You can preserve newlines, example by settingIFSto empty:

$ IFS=
$ a=$(cat links.txt)
$ echo "$a"
link1
link2
link3

Solution 2

Newlines get swapped out at some points because they are special characters. In order to keep them, you need to make sure they're always interpreted, by using quotes:

$ a="$(cat links.txt)"
$ echo "$a"
link1
link2
link3

Now, since I used quotes whenever I was manipulating the data, the newline characters (\n) always got interpreted by the shell, and therefore remained. If you forget to use them at some point, these special characters will be lost.

The very same behaviour will occur if you use your loop on lines containing spaces. For instance, given the following file...

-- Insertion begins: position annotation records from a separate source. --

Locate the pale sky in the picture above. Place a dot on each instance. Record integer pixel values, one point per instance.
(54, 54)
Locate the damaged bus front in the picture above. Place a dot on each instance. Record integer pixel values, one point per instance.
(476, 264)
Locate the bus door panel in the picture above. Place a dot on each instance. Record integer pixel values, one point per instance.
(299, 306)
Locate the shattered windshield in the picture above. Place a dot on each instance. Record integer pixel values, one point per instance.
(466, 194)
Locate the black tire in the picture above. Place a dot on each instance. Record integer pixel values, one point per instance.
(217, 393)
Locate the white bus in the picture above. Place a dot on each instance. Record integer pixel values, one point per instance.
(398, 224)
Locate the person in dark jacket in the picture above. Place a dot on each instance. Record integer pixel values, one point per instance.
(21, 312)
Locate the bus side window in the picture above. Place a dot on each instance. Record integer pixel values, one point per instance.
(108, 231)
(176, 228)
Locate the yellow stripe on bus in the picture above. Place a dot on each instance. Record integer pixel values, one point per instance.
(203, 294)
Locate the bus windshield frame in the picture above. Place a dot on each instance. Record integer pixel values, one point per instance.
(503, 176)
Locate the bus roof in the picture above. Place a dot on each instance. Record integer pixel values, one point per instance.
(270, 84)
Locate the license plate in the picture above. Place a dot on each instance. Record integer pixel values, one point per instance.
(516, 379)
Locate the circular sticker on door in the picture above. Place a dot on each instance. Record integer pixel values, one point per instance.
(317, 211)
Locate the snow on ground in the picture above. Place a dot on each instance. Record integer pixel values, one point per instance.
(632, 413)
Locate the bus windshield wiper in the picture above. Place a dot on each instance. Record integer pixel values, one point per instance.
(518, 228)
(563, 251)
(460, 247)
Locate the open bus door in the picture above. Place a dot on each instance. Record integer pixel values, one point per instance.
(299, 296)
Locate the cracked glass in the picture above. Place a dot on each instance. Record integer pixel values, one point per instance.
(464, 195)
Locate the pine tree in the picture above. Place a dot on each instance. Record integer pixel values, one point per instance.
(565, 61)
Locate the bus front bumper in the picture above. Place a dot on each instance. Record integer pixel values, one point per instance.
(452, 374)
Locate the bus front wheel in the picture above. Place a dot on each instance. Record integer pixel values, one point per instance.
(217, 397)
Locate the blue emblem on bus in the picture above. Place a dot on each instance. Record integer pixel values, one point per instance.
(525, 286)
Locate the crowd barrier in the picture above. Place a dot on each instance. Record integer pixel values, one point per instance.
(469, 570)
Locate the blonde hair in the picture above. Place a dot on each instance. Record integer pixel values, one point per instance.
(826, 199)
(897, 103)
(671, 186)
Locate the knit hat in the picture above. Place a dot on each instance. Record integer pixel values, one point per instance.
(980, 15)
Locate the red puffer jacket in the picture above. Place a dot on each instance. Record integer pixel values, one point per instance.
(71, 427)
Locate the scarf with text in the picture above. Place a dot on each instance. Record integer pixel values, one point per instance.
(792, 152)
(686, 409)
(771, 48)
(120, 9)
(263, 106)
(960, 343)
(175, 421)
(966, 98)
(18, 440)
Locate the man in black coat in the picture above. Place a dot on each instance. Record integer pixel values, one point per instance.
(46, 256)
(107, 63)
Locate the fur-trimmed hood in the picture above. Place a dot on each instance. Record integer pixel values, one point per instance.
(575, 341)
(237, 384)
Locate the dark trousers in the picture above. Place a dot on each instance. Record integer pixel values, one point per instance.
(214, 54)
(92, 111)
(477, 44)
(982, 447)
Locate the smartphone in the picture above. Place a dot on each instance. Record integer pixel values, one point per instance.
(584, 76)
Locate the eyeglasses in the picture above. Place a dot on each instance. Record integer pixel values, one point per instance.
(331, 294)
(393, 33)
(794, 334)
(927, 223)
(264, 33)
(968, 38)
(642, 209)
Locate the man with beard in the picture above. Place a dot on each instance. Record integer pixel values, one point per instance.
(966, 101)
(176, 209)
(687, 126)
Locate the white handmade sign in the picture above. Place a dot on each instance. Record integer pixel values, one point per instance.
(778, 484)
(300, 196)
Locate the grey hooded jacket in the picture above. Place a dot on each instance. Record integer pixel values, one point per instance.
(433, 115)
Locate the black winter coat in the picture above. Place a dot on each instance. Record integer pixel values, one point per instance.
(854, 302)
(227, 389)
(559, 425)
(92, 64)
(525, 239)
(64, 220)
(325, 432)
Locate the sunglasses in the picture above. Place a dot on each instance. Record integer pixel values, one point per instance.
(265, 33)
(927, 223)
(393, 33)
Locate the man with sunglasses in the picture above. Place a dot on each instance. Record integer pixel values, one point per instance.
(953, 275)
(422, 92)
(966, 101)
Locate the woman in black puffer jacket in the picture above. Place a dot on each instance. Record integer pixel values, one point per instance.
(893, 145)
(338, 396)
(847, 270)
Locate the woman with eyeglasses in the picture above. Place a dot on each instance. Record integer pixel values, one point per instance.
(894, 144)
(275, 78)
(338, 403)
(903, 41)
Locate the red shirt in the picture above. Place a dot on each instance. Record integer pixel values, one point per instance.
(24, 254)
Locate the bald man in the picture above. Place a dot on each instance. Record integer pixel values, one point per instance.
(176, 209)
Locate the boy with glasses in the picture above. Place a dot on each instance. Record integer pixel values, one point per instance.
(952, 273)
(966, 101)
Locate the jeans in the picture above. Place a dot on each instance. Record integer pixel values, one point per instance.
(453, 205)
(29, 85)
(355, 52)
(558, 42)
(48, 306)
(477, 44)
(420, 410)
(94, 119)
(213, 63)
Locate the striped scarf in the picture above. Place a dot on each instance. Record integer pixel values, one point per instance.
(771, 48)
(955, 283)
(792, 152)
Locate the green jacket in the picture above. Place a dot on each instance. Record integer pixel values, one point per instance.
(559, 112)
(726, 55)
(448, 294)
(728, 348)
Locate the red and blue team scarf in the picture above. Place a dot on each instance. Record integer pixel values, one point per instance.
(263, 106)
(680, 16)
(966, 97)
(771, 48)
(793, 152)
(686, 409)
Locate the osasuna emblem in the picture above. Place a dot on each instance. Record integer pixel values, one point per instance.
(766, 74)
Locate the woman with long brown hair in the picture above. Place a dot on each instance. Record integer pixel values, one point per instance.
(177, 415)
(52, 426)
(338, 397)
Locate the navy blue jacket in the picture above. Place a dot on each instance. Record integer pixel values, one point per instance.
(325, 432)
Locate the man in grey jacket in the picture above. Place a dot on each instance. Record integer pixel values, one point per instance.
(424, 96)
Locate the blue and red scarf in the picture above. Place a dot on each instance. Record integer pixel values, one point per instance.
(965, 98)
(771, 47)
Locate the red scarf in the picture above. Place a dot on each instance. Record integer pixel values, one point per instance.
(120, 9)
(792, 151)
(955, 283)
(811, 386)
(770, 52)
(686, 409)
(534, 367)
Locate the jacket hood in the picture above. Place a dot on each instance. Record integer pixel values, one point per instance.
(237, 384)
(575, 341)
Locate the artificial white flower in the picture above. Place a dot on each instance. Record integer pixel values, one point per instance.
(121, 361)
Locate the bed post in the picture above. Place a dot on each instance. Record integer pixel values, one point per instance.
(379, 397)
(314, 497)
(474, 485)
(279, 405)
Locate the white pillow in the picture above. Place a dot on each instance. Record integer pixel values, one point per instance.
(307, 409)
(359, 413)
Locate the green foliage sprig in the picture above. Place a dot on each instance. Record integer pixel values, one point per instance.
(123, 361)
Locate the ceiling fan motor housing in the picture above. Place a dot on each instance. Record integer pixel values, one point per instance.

mypath1/file with spaces.txt
mypath2/filewithoutspaces.txt

The output will depend on whether or not you use quotes:

$ for i in $(cat links.txt); do echo $i; done
mypath1/file
with
spaces.txt
mypath2/filewithoutspaces.txt

$ for i in "$(cat links.txt)"; do echo "$i"; done
mypath1/file with spaces.txt
mypath2/filewithoutspaces.txt

Now, if you don't want to use quotes, there is a special shell variable which can be used to change the shell field separator (IFS). If you set this separator to the newline character, you will get rid of most problems.

$ IFS=$'\n'; for i in $(cat links.txt); do echo $i; done
mypath1/file with spaces.txt
mypath2/filewithoutspaces.txt

For the sake of completeness, here is another example, which does not rely on command output substitution. After some time, I found out that this method was considered more reliable by most users due to the very behaviour of the read utility.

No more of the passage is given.